Southwest announced it will begin service from Boston’s Logan Airport to Chicago (Midway) and Baltimore on August 16. The airline will fly five daily nonstops to each of those cities, and New Englanders will be able to connect to a total of 48 destinations from Boston. Introductory fares start at $89 to Chicago and $49 to Baltimore, for flights booked by April 20 and flown between August 17 and October 29.
This gives Southwest a major presence in all three major Northeast markets, from the Washington, D.C., area (Baltimore and limited service from Dulles) right on up to Boston. This is an incredibly busy corridor, with airlines, trains, and buses all fighting for business.
But as I reported last week, Southwest faces some major hurdles with its new expansion. Boston’s airspace may not be as saturated as New York’s, but Logan is a major departure point for Delta, American, and JetBlue, all of which offer far more nonstop flights than Southwest will. As in New York, Southwest will have to significantly undercut prices on these routes if it hopes to be successful.

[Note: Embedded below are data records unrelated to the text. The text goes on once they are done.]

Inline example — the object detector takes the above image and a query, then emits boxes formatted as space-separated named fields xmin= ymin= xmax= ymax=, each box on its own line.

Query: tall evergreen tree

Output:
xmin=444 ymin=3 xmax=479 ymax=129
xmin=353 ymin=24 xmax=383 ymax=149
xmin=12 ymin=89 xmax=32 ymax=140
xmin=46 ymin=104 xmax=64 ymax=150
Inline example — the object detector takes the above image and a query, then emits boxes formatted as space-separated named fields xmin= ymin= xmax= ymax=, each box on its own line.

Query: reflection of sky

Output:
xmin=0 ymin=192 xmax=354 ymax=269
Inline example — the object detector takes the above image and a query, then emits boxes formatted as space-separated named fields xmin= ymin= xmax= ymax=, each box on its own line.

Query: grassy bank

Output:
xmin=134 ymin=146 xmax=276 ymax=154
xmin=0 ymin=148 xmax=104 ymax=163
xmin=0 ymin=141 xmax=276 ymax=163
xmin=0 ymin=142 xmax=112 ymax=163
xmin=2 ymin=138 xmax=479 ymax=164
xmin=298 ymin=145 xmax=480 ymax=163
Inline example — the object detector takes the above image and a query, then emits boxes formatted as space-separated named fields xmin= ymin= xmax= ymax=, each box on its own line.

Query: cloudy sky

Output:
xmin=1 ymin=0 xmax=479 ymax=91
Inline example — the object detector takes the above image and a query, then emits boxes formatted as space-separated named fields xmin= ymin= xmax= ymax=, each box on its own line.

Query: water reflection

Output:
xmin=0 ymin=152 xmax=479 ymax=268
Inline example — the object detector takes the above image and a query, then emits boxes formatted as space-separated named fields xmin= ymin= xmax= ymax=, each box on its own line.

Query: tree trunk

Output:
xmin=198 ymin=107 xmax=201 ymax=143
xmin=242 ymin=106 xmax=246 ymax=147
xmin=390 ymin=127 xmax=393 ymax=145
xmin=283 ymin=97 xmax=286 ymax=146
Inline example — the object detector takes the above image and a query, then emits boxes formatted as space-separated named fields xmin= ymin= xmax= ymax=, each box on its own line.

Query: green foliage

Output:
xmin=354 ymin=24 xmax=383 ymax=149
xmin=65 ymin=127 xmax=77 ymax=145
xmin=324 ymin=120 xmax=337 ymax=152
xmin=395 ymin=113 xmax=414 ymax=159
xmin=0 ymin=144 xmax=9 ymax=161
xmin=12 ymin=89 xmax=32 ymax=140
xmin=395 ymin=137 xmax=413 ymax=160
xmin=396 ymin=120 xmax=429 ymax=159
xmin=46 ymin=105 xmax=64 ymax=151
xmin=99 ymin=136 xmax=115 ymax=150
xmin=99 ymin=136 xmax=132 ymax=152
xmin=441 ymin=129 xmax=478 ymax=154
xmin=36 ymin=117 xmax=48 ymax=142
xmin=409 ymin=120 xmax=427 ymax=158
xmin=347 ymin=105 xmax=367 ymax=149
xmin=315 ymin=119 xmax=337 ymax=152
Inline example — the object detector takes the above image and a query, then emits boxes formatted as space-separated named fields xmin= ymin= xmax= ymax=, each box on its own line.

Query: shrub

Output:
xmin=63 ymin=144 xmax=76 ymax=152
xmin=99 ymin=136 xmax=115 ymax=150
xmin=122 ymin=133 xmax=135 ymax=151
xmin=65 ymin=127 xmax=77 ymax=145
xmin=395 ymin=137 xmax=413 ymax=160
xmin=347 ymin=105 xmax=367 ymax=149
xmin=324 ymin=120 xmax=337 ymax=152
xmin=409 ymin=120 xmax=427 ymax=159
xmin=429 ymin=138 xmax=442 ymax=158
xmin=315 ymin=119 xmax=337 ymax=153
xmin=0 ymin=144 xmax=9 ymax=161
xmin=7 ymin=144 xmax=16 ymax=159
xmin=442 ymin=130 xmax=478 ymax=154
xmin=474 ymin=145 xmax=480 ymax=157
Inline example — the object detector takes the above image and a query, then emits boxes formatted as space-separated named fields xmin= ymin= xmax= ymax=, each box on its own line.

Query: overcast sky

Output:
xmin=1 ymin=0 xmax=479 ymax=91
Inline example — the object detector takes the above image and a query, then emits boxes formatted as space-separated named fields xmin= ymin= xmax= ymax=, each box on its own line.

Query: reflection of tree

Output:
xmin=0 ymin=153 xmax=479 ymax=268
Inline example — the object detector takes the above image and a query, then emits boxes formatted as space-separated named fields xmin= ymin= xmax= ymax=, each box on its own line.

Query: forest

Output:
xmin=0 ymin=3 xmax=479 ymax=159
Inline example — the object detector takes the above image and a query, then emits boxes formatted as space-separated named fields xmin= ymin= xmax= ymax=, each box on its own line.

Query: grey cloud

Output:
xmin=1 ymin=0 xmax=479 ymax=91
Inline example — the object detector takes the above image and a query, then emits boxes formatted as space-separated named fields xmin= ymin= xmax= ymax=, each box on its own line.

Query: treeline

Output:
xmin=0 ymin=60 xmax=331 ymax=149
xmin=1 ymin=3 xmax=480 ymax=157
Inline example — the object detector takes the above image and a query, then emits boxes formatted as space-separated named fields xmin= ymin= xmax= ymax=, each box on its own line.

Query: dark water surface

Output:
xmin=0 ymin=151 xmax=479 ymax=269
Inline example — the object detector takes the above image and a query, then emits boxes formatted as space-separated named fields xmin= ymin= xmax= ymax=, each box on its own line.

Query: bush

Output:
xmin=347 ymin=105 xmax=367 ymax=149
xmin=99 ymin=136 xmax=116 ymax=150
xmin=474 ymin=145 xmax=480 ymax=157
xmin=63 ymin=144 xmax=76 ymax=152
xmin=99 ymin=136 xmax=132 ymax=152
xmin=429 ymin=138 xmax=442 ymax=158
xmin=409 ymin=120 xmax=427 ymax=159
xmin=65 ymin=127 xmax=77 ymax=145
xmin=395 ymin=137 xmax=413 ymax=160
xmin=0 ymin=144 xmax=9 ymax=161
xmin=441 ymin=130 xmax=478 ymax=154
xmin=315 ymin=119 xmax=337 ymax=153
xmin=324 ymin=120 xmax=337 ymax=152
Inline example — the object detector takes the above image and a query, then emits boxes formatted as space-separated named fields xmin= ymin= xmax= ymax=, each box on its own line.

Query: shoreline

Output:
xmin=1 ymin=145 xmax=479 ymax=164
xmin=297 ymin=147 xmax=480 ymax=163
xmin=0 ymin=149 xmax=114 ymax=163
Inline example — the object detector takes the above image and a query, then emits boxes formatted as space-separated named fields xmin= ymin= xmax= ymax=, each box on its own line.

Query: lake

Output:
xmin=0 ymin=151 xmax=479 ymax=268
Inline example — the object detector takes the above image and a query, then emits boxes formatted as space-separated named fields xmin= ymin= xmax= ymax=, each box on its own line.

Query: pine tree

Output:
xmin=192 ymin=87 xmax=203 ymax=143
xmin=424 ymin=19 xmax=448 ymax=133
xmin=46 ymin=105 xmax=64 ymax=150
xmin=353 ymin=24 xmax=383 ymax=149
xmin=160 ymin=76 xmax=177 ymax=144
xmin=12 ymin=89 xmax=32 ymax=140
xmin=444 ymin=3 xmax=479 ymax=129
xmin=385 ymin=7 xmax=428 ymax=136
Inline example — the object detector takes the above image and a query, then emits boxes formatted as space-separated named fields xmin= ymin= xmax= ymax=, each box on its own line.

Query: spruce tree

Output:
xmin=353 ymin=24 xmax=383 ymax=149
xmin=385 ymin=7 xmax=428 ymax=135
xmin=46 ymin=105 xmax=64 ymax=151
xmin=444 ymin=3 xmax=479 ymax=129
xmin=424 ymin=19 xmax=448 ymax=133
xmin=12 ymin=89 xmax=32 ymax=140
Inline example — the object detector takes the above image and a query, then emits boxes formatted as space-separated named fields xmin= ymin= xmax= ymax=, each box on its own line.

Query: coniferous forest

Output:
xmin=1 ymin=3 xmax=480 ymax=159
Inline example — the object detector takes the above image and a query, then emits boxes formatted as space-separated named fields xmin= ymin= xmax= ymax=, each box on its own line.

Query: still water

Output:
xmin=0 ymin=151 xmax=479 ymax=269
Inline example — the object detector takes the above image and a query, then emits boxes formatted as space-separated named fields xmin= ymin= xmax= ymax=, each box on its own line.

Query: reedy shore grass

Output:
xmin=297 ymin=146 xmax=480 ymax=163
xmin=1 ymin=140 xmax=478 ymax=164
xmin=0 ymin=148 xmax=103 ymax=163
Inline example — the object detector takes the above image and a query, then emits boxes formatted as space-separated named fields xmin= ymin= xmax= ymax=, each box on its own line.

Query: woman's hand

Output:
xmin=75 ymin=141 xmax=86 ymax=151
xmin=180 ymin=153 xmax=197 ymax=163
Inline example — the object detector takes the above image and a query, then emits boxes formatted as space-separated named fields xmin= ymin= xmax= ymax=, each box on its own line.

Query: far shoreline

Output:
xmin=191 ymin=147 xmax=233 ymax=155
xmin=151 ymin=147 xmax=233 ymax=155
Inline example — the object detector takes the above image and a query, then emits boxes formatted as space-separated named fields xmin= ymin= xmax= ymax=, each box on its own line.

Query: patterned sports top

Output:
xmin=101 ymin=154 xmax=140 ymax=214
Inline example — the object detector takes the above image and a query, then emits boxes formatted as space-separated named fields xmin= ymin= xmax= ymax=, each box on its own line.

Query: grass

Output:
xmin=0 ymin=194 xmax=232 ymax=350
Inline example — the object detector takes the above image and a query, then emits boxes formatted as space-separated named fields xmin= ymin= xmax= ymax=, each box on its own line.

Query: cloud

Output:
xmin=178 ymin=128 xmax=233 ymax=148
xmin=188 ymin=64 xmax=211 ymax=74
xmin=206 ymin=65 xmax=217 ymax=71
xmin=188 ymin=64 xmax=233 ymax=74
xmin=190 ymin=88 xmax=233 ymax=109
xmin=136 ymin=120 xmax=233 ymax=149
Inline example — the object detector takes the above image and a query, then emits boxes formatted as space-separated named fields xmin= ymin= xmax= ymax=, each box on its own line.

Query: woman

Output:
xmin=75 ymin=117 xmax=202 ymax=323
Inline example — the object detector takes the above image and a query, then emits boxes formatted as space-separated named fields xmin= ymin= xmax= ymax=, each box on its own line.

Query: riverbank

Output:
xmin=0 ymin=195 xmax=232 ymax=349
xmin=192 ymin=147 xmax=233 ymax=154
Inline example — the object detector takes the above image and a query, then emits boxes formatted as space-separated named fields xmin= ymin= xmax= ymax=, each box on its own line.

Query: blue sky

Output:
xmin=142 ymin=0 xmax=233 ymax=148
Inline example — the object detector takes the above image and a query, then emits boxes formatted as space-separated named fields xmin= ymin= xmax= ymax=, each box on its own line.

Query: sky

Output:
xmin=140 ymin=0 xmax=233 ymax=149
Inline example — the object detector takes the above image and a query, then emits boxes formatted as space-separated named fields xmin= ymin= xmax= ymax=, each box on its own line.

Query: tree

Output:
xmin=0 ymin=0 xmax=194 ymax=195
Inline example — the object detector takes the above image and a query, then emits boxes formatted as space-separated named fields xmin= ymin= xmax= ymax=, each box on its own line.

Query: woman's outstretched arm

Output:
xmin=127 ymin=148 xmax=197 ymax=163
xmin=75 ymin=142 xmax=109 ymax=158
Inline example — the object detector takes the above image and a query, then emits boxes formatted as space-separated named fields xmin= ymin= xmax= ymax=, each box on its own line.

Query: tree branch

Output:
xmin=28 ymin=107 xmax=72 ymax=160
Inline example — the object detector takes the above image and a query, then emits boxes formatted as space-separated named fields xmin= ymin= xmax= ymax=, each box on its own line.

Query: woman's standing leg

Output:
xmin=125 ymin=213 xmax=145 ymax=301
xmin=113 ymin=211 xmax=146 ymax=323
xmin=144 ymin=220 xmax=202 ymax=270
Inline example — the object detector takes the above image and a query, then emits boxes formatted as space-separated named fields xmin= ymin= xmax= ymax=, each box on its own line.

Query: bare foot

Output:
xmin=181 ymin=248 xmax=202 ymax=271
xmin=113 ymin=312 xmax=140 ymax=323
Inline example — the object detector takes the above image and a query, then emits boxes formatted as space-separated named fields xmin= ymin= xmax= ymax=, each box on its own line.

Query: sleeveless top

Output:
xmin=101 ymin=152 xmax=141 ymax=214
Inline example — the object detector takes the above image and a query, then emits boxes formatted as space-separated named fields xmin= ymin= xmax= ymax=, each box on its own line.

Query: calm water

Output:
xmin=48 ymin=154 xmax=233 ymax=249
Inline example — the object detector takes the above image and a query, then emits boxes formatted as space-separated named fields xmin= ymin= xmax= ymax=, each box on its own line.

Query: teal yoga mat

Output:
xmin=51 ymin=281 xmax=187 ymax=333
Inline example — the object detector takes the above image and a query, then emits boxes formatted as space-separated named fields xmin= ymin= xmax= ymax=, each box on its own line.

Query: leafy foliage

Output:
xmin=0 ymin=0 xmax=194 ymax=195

Legacy lines are easy targets for Southwest, because it can usually beat their prices and offers a stark contrast when it comes to fees. But JetBlue is another story. Logan is JetBlue’s second busiest airport and Boston is one of its focus cities, and the carrier offers numerous nonstop routes to major Southwest destinations like Florida and the West Coast. JetBlue has a very reasonable fee structure, more onboard amenities than Southwest, and can generally match Southwest’s prices. Plus, it’s already established and successful in Boston, and will likely fight hard to protect its turf.
So can Southwest go go toe-to-toe with another popular low-cost carrier? That will be something to watch.